About Us » School History

School History

HISTORY OF P.S. 86 K

Bushwick, historically the town in which Public School 86 is located, hired its first schoolmaster in 1662. Public School 86 was built about 230 years later and is located within the historic boundaries of the town of Bushwick near the present boundary line between Brooklyn and Queens. Bushwick is one of the earliest colonial settlements in New York, first occupied in the 1630s. One of the original six towns in Brooklyn, it remained a rural farming area until the mid-nineteenth century. The site of the center of the township, the village of Bushwick, is the present intersection of Bushwick Avenue, Old Woodpoint Road, Metropolitan Avenue, Maspeth Avenue, and Humboldt Street, which is northwest of Public School 86.
 
During the 1850s Bushwick began to lose its rural, agricultural landscape. Large members of Germans immigrated to New York following the political upheavals in central Europe in 1848. Many settled in Bushwick and began the development of Bushwick's most famous local industry, brewing. The area boasted a number of features attractive to the brewing industry: an abundant water supply, soil suitable for aging cellars, and convenient water and rail transportation. Henry R. Stiles, the notable Brooklyn historian, wrote in 1870: “That quarter of Brooklyn, the Eastern District ... has been for some time the center of the beverage manufacturing interest in the Metropolitan District. Here are located some of the largest breweries in existence in the country. Surrounded by a population almost exclusively Germans.
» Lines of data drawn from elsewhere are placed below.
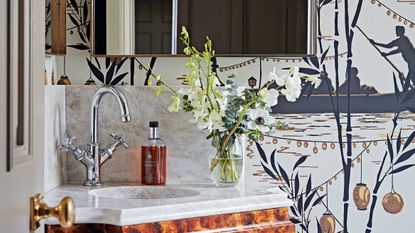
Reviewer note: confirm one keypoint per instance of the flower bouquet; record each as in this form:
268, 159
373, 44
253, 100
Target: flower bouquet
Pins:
229, 113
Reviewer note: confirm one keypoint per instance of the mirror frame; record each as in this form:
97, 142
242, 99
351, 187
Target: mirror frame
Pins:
311, 40
57, 28
19, 70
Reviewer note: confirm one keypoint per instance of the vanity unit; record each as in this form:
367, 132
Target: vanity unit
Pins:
173, 208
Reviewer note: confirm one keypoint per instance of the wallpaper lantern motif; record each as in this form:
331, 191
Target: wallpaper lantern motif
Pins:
252, 82
392, 202
327, 223
361, 196
64, 80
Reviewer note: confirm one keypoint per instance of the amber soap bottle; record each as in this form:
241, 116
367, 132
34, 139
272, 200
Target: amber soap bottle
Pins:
153, 158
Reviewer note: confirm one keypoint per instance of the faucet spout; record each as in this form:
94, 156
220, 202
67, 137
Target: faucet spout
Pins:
96, 100
95, 147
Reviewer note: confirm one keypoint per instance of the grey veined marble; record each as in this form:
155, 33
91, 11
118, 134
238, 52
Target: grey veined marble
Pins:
206, 201
143, 192
188, 150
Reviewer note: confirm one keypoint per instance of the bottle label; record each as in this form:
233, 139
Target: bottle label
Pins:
149, 166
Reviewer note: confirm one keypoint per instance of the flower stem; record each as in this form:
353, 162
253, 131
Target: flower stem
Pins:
229, 135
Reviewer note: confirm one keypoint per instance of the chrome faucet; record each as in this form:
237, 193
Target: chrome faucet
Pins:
94, 157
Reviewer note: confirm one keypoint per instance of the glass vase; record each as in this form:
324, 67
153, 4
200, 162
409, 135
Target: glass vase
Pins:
226, 165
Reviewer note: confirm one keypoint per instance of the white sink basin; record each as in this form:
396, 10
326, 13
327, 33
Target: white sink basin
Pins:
143, 192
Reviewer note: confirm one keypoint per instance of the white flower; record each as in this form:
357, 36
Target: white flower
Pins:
259, 119
315, 81
294, 71
174, 107
240, 91
279, 79
292, 89
270, 97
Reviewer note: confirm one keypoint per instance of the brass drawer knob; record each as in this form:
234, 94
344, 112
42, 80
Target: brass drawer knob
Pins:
64, 211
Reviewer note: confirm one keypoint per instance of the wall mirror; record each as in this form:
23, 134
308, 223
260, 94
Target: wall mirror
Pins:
236, 27
55, 27
19, 83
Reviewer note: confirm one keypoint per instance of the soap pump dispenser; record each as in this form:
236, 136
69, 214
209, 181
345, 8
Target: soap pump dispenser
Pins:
153, 158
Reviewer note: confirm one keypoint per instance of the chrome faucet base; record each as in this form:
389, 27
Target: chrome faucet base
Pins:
93, 183
94, 156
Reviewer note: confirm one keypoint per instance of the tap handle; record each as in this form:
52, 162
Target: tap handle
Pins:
119, 139
68, 140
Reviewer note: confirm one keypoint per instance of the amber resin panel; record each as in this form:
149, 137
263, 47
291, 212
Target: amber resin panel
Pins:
258, 221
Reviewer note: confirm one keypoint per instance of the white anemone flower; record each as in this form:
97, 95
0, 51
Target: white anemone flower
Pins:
240, 91
211, 122
175, 105
279, 79
315, 81
259, 119
270, 97
292, 89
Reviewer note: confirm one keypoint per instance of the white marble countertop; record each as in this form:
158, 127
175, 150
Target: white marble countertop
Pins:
205, 200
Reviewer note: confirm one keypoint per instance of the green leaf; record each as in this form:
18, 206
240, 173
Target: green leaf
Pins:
409, 140
118, 79
261, 152
269, 172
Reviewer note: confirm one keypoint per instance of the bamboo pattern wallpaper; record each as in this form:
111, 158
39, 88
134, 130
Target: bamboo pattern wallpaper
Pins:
345, 152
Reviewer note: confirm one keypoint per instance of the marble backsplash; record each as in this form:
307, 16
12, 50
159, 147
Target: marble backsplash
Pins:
188, 151
55, 161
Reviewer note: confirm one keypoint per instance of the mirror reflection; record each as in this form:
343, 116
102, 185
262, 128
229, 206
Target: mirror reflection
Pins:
55, 27
237, 27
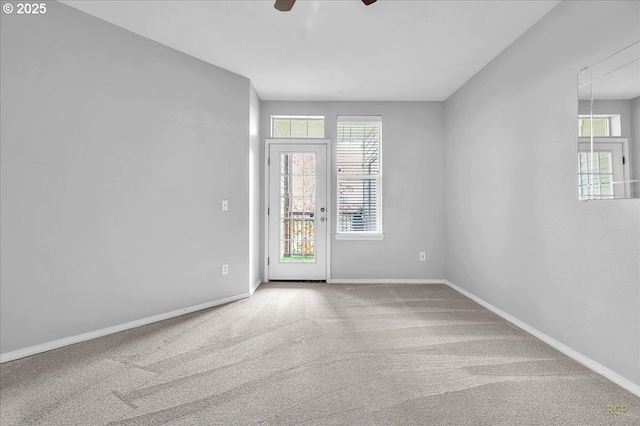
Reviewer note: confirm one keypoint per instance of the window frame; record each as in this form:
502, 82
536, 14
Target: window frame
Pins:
298, 117
360, 235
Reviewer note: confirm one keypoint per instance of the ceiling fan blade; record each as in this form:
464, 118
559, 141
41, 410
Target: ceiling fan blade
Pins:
285, 5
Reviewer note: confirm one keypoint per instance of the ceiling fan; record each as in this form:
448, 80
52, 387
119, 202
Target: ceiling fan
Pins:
286, 5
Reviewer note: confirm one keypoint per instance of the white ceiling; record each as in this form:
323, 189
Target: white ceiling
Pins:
332, 49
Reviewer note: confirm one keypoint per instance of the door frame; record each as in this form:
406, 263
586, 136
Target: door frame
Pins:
625, 167
266, 195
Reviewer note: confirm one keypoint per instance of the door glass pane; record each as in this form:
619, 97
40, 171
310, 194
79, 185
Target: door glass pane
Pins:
595, 176
297, 207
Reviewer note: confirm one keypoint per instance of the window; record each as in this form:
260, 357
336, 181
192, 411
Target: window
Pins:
296, 126
604, 125
359, 178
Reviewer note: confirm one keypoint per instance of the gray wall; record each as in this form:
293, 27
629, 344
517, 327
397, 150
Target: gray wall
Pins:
116, 153
413, 189
634, 145
255, 189
516, 234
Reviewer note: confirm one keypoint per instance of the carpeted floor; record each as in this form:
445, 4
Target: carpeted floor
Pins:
315, 354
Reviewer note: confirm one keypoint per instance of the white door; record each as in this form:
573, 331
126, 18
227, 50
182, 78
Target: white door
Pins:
297, 212
601, 175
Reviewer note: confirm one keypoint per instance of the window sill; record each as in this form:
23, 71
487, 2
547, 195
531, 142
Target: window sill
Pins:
360, 237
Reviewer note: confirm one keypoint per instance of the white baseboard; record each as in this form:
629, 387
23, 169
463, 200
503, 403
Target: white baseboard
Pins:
384, 281
45, 347
254, 287
582, 359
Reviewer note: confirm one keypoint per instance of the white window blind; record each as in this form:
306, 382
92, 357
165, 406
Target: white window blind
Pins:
359, 176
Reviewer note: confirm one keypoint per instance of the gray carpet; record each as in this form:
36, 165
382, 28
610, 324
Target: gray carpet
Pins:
315, 354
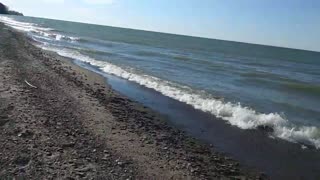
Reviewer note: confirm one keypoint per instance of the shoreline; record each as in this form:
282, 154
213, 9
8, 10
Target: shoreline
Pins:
81, 128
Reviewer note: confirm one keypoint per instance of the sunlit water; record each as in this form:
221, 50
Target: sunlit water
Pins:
246, 85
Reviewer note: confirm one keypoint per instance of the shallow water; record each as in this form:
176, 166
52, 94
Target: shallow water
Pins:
245, 85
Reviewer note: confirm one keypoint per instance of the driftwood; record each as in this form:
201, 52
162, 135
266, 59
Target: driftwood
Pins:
29, 84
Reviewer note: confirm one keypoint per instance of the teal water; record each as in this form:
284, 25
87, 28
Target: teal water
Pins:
246, 85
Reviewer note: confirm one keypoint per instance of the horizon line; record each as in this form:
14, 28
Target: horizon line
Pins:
168, 33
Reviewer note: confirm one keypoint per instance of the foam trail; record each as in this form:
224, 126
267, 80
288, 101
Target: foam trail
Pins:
234, 114
33, 28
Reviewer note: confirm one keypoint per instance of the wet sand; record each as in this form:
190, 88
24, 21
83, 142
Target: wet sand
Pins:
60, 121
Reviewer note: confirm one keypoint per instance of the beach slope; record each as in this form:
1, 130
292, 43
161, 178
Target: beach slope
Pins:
59, 121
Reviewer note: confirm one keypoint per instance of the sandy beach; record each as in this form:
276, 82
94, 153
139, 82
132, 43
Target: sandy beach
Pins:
60, 121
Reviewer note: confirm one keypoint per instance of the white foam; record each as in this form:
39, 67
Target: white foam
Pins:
234, 114
33, 28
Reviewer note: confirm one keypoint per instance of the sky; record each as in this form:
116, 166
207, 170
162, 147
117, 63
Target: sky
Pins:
285, 23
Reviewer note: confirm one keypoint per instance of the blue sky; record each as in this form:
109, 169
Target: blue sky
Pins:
287, 23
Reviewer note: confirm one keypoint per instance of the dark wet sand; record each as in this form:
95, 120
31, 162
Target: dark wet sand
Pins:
59, 121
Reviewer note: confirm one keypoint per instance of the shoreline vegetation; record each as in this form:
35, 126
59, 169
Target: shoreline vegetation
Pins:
59, 120
5, 10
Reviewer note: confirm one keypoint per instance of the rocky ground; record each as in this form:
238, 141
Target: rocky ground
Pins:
59, 121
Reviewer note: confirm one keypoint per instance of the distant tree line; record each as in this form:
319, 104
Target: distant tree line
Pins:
5, 10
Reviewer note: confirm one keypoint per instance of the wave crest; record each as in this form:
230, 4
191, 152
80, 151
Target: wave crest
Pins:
234, 114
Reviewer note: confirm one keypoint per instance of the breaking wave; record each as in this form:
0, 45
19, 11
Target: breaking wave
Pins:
47, 33
235, 114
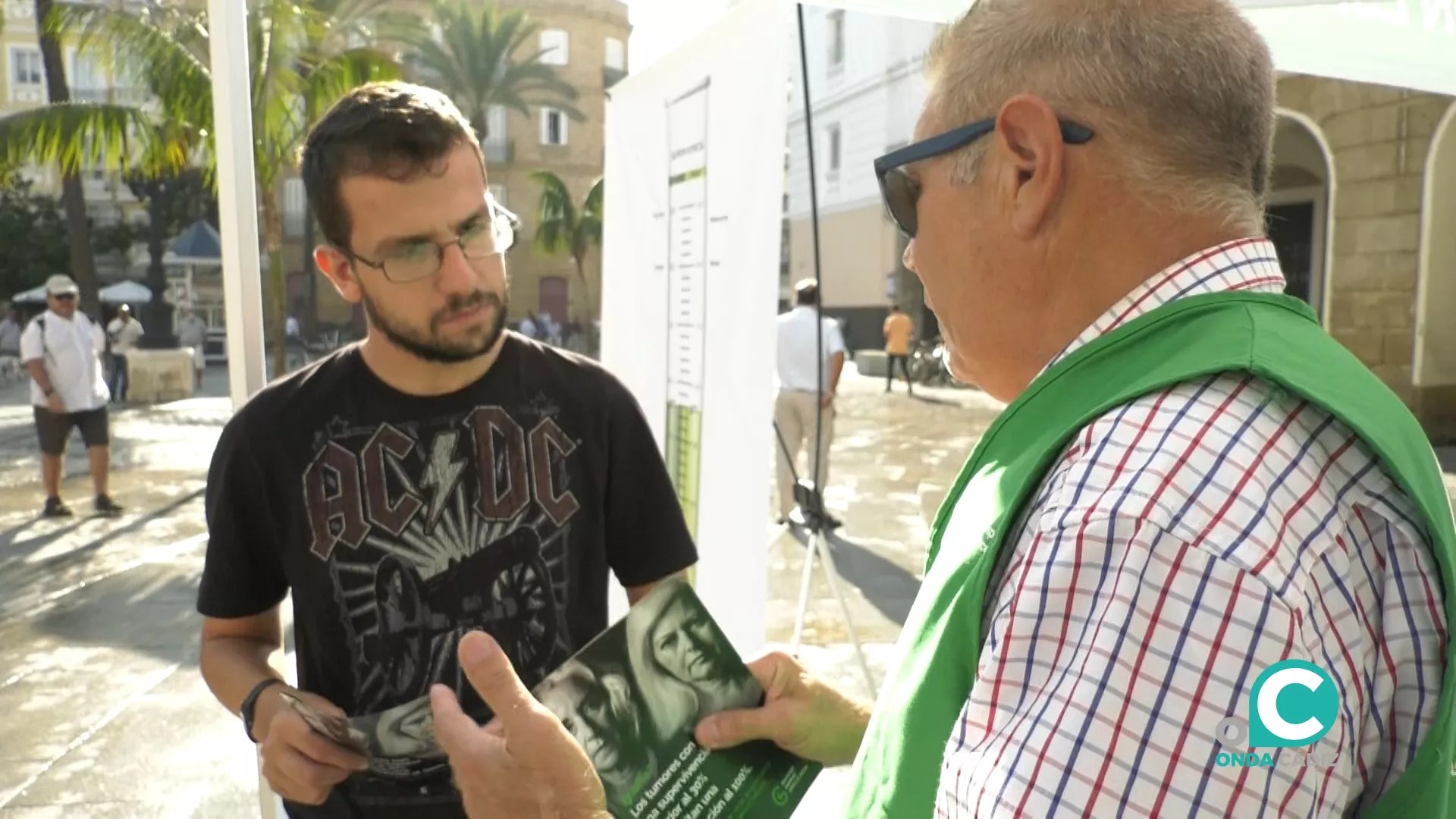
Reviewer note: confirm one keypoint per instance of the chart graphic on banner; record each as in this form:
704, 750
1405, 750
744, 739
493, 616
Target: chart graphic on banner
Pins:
686, 292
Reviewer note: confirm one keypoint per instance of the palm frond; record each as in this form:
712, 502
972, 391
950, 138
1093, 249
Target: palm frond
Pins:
83, 134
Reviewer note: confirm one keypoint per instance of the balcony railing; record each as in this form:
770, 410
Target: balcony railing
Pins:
117, 95
498, 150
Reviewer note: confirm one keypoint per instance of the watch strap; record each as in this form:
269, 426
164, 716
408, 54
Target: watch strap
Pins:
251, 703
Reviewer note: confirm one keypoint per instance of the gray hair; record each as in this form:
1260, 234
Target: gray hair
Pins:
1181, 89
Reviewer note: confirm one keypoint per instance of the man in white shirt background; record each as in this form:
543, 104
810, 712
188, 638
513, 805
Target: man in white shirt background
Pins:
799, 406
63, 352
124, 331
11, 334
193, 333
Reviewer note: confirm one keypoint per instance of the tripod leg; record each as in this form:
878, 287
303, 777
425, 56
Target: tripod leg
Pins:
804, 596
817, 542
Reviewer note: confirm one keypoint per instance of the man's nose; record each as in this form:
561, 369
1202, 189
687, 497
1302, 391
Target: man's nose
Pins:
456, 273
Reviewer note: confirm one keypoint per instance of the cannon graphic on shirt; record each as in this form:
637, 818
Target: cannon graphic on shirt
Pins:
504, 589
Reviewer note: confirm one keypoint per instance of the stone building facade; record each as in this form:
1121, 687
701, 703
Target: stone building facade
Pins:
1386, 168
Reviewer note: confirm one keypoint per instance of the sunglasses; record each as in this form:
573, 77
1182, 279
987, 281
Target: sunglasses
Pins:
900, 191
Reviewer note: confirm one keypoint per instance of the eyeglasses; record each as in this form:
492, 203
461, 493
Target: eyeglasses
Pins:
900, 191
422, 260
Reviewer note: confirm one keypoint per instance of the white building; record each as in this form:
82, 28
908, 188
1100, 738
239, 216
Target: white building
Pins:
867, 88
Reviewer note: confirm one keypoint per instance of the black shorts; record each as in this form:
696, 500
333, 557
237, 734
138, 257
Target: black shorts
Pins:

The second wave of development began after the construction of the elevated railroad along Myrtle Avenue in 1888, making the area an attractive alternative to congested downtown Brooklyn and lower Manhattan.  The present architectural character of the neighborhood of Public School 86 dates from this second phase of development, a twenty-year period between 1890 and 1910.  Public School 86 was built to serve the community that settled in the area during this second period of residential growth.
 
Public School 86 is important because it is the earliest of his extant public schools to draw upon the design of Boys' High School, and because Public School 86 itself became a successful prototype for later, much larger school buildings, in and around our neighborhood.   At Boys' High School, the major elements of the main facade along Marcy Avenue are soaring end towers and a central section characterized by a monumental six-story high bay that breaks the cornice line and terminates in an expansive gable that embraces a full -story high round arch.